Si le premier secrétaire du Parti Socialiste Jean-Christophe Cambadélis est allé faire un tour incognito place de la République dès les débuts du mouvement, il a depuis dénoncé la violence qui s'y est invitée. La nuance a été reprise par Myriam el Khomri, distinguant Lundi 11 Avril 2016 « liberté de manifester et liberté de casser ».

Lundi 11 Avril 2016, les Compagnies Républicaines de Sécurité (CRS) ont évacué la place de la République et détruit les installations de fortune du groupe, mais le mouvement s'y est depuis réinstallé, soumis à une forte surveillance policière sans pour autant être interdit.

Des membres du gouvernement comme Thierry Mandon et Axelle Lemaire se sont rendus place de la République.

« Il y a une véritable aspiration à un changement, on s'interroge sur la façon de faire de la démocratie, une grande défiance vis-à-vis de tout ce qui représente une institution publique, doublée d'une méconnaissance de leur fonctionnement », a raconté à Reuters la secrétaire d’état chargée du numérique.

« Je vois tout cela comme un laboratoire, une tentative, mais difficile à ce stade de voir sur quoi cela pourrait déboucher ».

A droite, hormis Nathalie Kosciusko-Morizet qui a salué dans les médias « une génération qui se pose des questions », l'opposition au mouvement Nuit Debout est massive.

François Fillon a jugé le mouvement incompatible avec l'état d'urgence toujours en vigueur.

Le Front National qualifie lui dans un communiqué publié Mercredi 13 Avril 2016 la place de la République de « centre opérationnel du saccage de Paris ».

Posée aux manifestants, la question de l'issue du mouvement irrite, « on nous demande de donner un sens à ce mouvement alors que nous sommes en train de le construire.

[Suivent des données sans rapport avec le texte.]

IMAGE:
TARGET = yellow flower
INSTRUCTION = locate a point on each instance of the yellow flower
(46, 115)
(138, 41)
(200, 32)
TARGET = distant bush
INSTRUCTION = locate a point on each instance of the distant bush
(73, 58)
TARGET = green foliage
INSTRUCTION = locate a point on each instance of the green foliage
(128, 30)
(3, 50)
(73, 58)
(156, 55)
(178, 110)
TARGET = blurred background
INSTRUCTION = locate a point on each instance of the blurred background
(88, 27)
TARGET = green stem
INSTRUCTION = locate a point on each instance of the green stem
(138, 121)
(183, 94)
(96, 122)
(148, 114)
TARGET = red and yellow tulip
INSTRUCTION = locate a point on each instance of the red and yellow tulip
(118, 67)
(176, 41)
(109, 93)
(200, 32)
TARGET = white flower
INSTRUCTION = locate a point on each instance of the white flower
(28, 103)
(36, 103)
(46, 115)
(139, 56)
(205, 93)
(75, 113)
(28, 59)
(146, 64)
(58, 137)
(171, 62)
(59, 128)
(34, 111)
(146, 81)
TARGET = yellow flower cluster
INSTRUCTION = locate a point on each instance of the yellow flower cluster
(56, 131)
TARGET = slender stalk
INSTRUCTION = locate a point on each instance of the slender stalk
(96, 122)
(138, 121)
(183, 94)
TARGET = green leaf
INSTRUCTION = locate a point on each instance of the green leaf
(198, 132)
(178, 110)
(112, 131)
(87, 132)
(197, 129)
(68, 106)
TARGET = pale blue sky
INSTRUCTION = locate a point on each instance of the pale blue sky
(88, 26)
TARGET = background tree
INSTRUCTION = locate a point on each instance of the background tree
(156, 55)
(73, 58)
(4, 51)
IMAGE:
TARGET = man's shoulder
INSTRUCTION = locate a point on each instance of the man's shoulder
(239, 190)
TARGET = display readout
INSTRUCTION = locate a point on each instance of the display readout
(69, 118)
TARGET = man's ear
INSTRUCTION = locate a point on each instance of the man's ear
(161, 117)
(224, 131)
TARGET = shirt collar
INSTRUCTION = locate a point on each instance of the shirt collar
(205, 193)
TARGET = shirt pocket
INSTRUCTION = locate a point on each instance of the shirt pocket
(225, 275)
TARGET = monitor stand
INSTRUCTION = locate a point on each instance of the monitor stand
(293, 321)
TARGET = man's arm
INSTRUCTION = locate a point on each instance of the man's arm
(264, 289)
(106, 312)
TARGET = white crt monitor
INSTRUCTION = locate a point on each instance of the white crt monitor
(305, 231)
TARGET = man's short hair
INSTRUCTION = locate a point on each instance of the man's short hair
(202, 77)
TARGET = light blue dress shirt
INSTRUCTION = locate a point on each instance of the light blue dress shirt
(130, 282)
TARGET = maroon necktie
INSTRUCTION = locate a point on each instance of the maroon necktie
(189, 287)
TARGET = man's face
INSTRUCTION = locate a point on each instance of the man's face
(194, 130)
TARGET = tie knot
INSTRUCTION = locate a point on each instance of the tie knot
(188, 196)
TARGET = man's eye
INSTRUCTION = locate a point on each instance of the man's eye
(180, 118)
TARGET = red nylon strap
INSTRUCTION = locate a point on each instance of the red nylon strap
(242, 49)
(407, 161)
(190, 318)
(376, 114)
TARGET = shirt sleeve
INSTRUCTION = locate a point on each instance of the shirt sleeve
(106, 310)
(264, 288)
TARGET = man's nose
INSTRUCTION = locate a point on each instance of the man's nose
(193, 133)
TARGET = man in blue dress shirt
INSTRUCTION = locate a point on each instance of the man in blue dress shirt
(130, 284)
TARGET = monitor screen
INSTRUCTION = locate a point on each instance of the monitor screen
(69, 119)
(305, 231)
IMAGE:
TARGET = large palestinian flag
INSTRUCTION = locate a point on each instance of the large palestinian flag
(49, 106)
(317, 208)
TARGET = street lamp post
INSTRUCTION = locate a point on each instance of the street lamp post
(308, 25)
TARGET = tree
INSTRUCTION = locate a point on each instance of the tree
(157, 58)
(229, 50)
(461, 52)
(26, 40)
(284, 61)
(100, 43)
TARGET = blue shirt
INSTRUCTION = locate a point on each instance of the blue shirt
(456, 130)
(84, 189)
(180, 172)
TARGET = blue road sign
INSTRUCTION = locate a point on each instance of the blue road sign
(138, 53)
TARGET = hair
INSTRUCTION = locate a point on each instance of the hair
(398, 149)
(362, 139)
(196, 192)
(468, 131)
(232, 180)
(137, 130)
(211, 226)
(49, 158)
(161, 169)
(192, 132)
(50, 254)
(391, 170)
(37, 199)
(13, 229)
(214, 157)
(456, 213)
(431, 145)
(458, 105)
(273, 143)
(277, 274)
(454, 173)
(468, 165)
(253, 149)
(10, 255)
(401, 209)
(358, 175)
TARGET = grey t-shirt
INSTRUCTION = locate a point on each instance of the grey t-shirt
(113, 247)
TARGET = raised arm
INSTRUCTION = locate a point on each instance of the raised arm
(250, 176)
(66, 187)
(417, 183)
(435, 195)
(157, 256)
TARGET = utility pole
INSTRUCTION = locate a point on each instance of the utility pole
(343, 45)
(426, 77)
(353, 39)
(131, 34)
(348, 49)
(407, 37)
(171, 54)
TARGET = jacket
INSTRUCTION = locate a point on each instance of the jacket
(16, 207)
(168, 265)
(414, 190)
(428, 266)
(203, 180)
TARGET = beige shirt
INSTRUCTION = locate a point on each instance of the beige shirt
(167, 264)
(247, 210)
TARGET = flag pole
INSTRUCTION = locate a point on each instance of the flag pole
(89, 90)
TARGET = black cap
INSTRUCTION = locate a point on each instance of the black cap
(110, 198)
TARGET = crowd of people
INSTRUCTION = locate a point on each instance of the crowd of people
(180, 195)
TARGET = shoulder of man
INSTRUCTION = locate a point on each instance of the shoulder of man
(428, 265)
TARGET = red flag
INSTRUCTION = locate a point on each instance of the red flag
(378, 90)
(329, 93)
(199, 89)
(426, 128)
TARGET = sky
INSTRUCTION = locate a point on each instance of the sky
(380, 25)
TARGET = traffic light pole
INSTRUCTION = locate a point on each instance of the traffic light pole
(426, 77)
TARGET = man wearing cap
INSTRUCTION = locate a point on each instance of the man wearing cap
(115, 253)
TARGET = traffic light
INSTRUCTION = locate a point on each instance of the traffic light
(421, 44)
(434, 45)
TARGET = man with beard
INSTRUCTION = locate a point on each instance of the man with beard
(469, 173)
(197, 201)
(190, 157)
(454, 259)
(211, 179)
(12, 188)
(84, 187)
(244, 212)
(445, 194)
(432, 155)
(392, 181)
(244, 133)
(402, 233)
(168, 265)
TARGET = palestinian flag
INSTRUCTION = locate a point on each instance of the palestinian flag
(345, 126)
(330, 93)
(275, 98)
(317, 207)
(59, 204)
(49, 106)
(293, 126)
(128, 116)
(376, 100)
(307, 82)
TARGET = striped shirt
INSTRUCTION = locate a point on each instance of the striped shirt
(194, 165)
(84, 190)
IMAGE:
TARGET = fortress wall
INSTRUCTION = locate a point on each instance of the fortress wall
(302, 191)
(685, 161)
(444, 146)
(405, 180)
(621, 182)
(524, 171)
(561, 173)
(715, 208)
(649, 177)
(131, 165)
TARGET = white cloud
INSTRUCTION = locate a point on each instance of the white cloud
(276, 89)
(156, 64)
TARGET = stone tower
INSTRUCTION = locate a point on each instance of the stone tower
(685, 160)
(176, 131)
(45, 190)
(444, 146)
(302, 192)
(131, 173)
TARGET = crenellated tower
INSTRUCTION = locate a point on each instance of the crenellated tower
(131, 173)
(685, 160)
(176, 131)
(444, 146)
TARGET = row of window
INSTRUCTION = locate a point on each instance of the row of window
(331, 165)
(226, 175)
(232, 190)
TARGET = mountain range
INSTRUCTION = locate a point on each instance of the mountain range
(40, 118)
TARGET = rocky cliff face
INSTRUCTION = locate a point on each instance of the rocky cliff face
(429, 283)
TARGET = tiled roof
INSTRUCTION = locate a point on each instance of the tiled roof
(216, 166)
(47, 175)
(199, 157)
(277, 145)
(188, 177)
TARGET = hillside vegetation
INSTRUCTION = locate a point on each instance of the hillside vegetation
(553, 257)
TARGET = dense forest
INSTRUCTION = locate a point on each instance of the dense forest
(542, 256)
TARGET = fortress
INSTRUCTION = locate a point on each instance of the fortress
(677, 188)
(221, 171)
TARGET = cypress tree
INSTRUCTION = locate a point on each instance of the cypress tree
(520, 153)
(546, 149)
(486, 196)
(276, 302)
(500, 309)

Laissez-nous du temps », réclame Adèle, à Lyon.

A Paris, Pierre, la vingtaine, n'hésite pas, « la grève générale et le blocage de l'économie ».

Faute de revendication précise en dehors du retrait du projet de loi de Myriam el Khomri, l'avenir du mouvement paraît incertain.

Pour François Miquet-Marty, de l'institut de sondages Via Voice, « c'est un mouvement riche en terme d'aspiration démocratique mais pauvre en terme de vision partagée. Il est difficile d'identifier quelle forme cela peut prendre à l'avenir et avec quelle portée politique », dit-il, ajoutant que « pour l'exécutif, c'est quelque chose qu'il serait dangereux de laisser s'amplifier ».